Réorganiser la société pour l’harmoniser

Gilbert Tein vient d’être désigné à la tête du Sénat coutumier. Une arrivée marquée par l’inauguration des nouveaux locaux de la structure sur le même site de Nouville. Le président issu de l’aire Hoot ma Whaap s’inscrit dans la parfaite continuité de la précédente mandature.

 

DNC : Les nouveaux sénateurs ont été installés dans leur fonction vendredi 4 septembre. Comment envisagez-vous cette nouvelle mandature ? 

Gilbert Tein : Nous sommes une équipe nouvellement élue, à quelques-uns près, et j’ai été nommé président.
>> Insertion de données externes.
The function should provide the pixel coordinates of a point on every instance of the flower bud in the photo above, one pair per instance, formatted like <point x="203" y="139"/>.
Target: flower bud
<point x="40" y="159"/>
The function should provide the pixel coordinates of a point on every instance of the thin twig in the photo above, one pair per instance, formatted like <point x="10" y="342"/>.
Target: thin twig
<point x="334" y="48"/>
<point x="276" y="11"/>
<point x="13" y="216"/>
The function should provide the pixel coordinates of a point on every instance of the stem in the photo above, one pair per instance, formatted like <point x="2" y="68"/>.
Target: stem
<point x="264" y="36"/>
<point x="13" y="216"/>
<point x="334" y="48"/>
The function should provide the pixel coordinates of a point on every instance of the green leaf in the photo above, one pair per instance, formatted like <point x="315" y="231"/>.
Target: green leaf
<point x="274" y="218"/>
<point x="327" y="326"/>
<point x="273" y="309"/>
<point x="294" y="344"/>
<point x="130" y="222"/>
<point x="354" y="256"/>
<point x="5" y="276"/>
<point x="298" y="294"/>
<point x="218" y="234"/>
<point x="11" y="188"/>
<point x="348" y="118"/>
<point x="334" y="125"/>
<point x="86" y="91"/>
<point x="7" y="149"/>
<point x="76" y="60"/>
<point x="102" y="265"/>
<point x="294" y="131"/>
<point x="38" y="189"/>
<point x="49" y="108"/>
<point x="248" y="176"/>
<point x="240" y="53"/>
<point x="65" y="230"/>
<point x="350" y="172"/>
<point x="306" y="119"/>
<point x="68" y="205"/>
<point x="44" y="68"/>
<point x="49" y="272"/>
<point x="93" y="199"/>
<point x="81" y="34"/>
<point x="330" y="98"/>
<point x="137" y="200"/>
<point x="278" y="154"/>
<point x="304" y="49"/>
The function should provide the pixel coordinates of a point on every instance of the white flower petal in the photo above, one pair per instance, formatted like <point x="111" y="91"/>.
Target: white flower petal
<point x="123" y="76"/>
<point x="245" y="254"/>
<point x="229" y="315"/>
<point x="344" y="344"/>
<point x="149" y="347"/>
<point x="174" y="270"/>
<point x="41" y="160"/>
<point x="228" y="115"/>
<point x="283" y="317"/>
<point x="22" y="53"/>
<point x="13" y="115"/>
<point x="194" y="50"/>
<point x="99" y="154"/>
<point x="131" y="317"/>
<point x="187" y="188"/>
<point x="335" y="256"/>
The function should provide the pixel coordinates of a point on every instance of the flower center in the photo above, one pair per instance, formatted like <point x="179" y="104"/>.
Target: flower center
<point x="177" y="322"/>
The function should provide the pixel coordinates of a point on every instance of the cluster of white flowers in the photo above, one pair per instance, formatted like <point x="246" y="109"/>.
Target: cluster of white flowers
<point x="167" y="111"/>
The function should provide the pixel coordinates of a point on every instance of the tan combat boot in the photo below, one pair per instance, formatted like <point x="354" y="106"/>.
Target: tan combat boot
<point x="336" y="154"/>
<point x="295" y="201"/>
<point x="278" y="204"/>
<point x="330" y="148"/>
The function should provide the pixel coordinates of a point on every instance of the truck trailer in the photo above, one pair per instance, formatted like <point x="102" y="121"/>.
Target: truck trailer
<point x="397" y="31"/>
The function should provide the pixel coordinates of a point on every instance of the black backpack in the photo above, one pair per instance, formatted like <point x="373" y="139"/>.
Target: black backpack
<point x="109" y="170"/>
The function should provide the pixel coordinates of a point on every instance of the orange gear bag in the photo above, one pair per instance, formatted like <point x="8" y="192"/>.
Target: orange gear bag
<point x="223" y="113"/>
Je rappelle que le président du Sénat n’est pas un chef de l’exécutif, c’est simplement un président de séance qui veille à ce que tout le monde avance au même rythme et qui s’assure que les commissions que nous avons mises en place fonctionnent bien (mercredi matin : ndlr). Avant d’aller plus loin, je voulais dire que l’équipe administrative a commencé par se présenter et c’est une très bonne formule. En politique, c’est différent. L’équipe est là pour mettre en œuvre les politiques des élus. Ici, c’est un peu différent, ils sont là pour harmoniser les choses et faire en sorte que tout le monde aille dans le même sens. Mais pour la forme, oui, je suis le président et oui, nous sommes dans la continuation. Nous n’arrivons pas avec de nouveaux projets, nous n’avons pas fait de propagande électoralo-coutumière. C’est un renouvellement des membres classique et le programme reste le même depuis la rédaction du socle commun et de la charte du peuple kanak.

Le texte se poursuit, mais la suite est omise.